How to Get Rid of Yahoo Redirect Activity in Your Web Browser
- Remove Unwanted Data from Safari
- Launch the browser and go to Safari > Preferences. Proceed to the Advanced tab and check if the Show Develop menu in menu bar option is enabled. If it’s not, turn it on as shown in the image below.
- Expand the Develop menu that has appeared and click Empty Caches.
- Go to History > Clear History. Stick with the default all history option and click Clear History.
- Head to Safari Preferences > Privacy and click Manage Website Data. Clear all the cache, cookies, and local storage by clicking the Remove All button.
- Restart Safari.
- Reset Google Chrome to Its Defaults
- Launch Chrome and go to Settings > Advanced > Reset settings.
- Select the Restore settings to their original defaults option and click the Reset settings button on the confirmation pop-up.
- Restart Chrome.
- Reset Mozilla Firefox Settings
- Run Firefox and go to Help > Troubleshooting Information.
- In the section named Give Firefox a tune up, click Refresh Firefox.
- Relaunch Firefox.
Steer Clear of Mac Browser Hijackers Further On
The Yahoo redirect virus is a hugely annoying and persistent threat, but it’s not one of a kind. There are many more nasties that can enslave your preferred web browser in a snap without asking. Therefore, you would be better off defending your Mac against such infections proactively.

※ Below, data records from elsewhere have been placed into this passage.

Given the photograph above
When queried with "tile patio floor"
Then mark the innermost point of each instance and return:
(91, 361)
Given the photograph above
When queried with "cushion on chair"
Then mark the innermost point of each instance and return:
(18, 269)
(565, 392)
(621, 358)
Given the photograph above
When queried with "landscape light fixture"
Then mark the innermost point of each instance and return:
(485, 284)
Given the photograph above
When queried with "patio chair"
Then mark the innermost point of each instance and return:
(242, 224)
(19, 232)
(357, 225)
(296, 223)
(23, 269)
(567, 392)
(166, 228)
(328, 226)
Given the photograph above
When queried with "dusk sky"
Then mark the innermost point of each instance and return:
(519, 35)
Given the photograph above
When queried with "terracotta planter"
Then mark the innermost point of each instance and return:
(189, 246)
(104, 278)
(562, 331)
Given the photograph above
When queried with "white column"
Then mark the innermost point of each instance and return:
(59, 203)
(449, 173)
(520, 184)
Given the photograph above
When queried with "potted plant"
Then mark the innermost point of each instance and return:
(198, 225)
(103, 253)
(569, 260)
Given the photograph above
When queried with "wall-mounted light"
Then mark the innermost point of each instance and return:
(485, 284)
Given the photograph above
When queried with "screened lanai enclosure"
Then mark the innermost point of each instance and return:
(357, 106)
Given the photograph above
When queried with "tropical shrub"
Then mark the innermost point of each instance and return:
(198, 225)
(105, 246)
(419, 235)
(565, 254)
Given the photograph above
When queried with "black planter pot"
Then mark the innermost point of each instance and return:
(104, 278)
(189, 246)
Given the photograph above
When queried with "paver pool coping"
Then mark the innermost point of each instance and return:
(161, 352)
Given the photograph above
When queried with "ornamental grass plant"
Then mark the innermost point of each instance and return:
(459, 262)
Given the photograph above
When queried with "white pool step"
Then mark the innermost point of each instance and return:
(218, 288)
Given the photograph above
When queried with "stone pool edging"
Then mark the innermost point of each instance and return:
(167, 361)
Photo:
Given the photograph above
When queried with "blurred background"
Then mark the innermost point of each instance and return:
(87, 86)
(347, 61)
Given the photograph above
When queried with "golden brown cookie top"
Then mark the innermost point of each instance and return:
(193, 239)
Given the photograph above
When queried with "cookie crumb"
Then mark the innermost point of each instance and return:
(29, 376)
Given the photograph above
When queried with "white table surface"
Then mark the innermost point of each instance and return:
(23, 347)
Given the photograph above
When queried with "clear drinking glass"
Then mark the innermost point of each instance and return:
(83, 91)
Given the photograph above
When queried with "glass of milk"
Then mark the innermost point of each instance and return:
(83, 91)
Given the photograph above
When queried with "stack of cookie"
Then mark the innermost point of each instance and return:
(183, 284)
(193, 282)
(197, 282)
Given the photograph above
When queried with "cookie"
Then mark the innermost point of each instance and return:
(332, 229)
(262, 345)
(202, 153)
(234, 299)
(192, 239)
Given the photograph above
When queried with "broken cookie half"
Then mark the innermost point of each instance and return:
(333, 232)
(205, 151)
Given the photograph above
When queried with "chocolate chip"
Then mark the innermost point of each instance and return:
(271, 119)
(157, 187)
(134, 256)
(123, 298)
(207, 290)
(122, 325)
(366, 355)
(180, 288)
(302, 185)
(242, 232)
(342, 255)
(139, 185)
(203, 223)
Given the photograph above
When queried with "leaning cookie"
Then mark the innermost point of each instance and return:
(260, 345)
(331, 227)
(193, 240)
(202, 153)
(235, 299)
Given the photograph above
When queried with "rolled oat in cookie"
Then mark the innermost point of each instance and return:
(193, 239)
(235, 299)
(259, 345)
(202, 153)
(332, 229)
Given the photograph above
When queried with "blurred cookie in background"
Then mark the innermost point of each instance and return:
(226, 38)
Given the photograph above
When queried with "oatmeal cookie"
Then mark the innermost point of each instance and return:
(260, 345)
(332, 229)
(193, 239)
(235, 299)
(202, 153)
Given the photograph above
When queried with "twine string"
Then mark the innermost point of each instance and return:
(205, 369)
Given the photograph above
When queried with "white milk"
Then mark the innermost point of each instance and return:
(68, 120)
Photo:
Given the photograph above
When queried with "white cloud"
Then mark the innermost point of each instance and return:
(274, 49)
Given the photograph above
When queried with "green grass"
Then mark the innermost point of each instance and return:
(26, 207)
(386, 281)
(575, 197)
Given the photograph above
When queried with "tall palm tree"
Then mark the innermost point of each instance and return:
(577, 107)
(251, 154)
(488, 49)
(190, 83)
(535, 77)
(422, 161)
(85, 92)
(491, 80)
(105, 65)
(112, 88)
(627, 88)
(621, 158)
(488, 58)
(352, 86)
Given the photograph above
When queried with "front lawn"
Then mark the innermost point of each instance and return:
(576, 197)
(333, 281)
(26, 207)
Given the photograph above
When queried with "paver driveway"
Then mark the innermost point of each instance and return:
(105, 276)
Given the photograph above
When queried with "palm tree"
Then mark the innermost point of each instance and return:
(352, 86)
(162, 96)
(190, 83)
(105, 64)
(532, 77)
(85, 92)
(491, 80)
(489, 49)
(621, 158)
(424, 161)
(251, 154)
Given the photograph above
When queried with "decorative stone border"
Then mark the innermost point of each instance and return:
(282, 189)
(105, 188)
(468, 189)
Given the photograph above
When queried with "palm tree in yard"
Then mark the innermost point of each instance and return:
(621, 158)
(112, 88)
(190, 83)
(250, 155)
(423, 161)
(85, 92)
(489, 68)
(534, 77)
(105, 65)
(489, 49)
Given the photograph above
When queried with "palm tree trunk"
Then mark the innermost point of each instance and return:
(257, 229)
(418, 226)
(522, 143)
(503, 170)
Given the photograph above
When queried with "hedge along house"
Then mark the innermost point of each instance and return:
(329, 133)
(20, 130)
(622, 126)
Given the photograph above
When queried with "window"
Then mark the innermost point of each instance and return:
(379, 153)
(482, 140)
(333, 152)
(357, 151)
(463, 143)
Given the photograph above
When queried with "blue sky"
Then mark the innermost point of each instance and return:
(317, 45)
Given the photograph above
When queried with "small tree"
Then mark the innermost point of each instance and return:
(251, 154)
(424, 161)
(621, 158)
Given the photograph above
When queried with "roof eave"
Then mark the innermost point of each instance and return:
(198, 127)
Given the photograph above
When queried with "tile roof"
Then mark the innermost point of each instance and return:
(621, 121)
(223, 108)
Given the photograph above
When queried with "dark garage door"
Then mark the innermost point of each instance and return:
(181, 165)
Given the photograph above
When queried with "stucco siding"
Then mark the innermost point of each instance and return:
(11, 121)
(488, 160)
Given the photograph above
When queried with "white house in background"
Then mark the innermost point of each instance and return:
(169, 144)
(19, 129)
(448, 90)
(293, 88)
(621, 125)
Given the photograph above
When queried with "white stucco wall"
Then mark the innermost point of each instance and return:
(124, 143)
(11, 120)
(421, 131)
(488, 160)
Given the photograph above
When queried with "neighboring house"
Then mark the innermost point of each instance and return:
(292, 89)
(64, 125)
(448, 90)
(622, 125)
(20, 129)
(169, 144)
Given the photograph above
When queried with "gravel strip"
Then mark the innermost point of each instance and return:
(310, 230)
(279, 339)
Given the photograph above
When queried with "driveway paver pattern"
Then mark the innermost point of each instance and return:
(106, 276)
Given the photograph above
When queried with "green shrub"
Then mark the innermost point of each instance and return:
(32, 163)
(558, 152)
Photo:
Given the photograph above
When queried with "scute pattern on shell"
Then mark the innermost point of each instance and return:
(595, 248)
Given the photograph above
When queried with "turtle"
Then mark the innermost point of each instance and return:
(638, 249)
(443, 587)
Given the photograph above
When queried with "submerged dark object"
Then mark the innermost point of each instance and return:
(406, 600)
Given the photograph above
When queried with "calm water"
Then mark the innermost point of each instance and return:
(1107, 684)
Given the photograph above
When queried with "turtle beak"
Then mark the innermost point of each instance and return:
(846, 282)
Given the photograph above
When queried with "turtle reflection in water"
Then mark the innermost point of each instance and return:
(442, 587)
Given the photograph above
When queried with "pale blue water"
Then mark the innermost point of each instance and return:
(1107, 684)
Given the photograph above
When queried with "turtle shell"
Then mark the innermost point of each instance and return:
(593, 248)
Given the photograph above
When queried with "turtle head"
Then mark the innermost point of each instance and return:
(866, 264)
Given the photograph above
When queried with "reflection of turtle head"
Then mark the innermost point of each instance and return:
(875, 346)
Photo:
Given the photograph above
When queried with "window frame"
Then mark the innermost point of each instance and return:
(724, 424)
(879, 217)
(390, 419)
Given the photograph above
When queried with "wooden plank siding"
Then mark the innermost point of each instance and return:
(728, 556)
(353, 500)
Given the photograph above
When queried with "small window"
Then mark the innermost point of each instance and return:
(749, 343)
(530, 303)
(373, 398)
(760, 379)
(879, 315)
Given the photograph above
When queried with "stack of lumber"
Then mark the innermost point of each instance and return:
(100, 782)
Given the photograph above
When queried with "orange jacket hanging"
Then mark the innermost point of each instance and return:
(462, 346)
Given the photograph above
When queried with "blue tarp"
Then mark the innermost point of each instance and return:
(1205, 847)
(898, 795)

The good news is, staying safe isn’t that hard. All it takes is avoiding freeware installation clients promoted outside of Apple’s App Store and other trusted resources. If you suspect an app bundle with a catch, exit the installation screen immediately. Also, don’t fall for ads on websites telling you to download a critical software update – this is a telltale sign of a malware distribution hoax.